Crash-Problems feat. Rhodes PIANOLOGY and VST-Live 2.0 / 3.0

Hi to everyone in this forum!

Some Weeks ago I bought Rhodes PIANOLOGY, now I am trying to use it in VST-Live. Since I bought it it causes Crashes in both VST-Live-Versions (2.0 and 3.0). I already asked the Rhodes-Support to solve the problem and went on discussing the subject with the google-AI.
So I came to the idea to let Steinberg know what is happening in my macbook as well.

The suggested text (from Google AI):


Hi everyone,

I am experiencing an immediate crash in VST Live 3 (and 2.0) when trying to load the Rhodes Pianology VST instrument. Interestingly, the same plugin works perfectly fine in Cubase 15 on the same machine.

System Environment:

  • Computer: MacBook Pro (2025 model M4pro, 24 GB)

  • OS: macOS Tahoe 26.4.1

  • Host: VST Live 2.2.110.587 VST LIVE 3.0.21.123

  • Plugin: Rhodes Pianology (latest version)

  • License Management: CodeMeter Runtime 8.40b

Technical Details from Crash Report:

  • Exception Type: EXC_BAD_ACCESS (SIGSEGV)

  • Exception Subtype: KERN_INVALID_ADDRESS at 0x00000000000000e9

Steps already taken:

  1. CodeMeter Check: “Allow in the background” is enabled in System Settings (correctly identified as CodeMeter).

  2. Rosetta Test: Tried starting VST Live via Rosetta – the crash remains identical (same Exception Type and Address).

  3. Clean Start: Toggled background services off/on and performed several system restarts.

  4. Verification: Plugin is fully functional in Cubase 15.

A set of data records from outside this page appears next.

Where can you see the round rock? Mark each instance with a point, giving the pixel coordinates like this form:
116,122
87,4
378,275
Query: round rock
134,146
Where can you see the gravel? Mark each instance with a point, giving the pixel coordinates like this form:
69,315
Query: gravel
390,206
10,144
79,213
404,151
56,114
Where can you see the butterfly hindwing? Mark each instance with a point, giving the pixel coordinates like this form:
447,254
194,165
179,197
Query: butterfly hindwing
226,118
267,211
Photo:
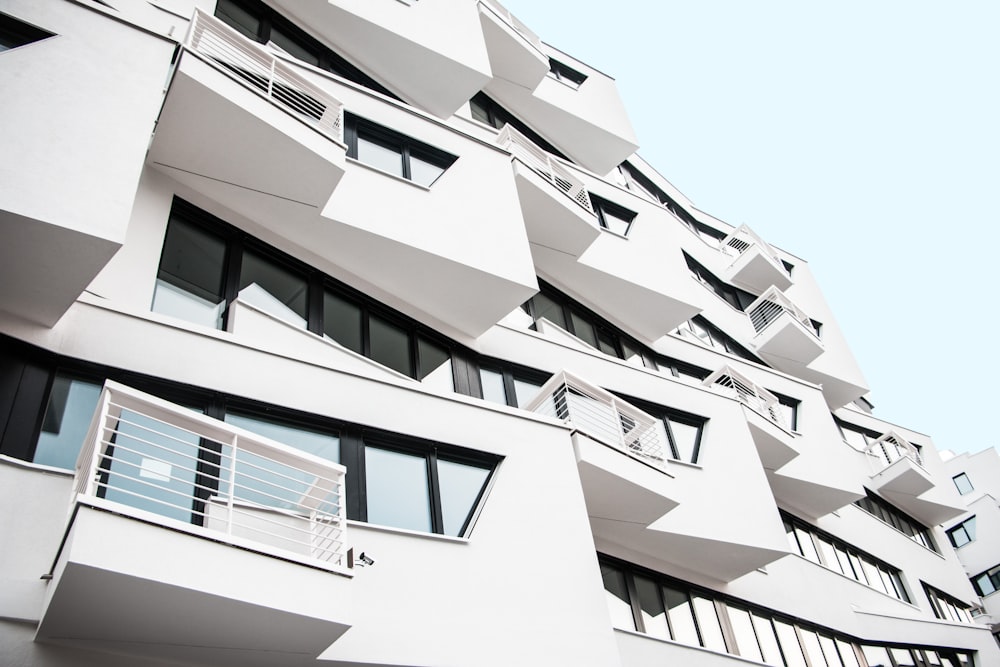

The crash happens the moment the plugin is routed or initialized within VST Live. It seems to be a specific memory addressing conflict between VST Live’s hosting engine and the CodeMeter/Pianology licensing call under the new macOS Tahoe memory management.

I have attached the full crash log for the developers to investigate. Any help or a potential hotfix would be greatly appreciated!

CRASH REPORT 05-05-26.pdf (229,9 KB)

Best regards
Axel

Especially Code Meter is, according to web research, highly prone to crashing your DAW, especially on Mac. As, to my understanding, VST Live and Cubase don’t share the same underlying architecture, it is well possible that both apps behave differently.

And, according to their website, Rhodes officially only supports M1 and M2 CPUs.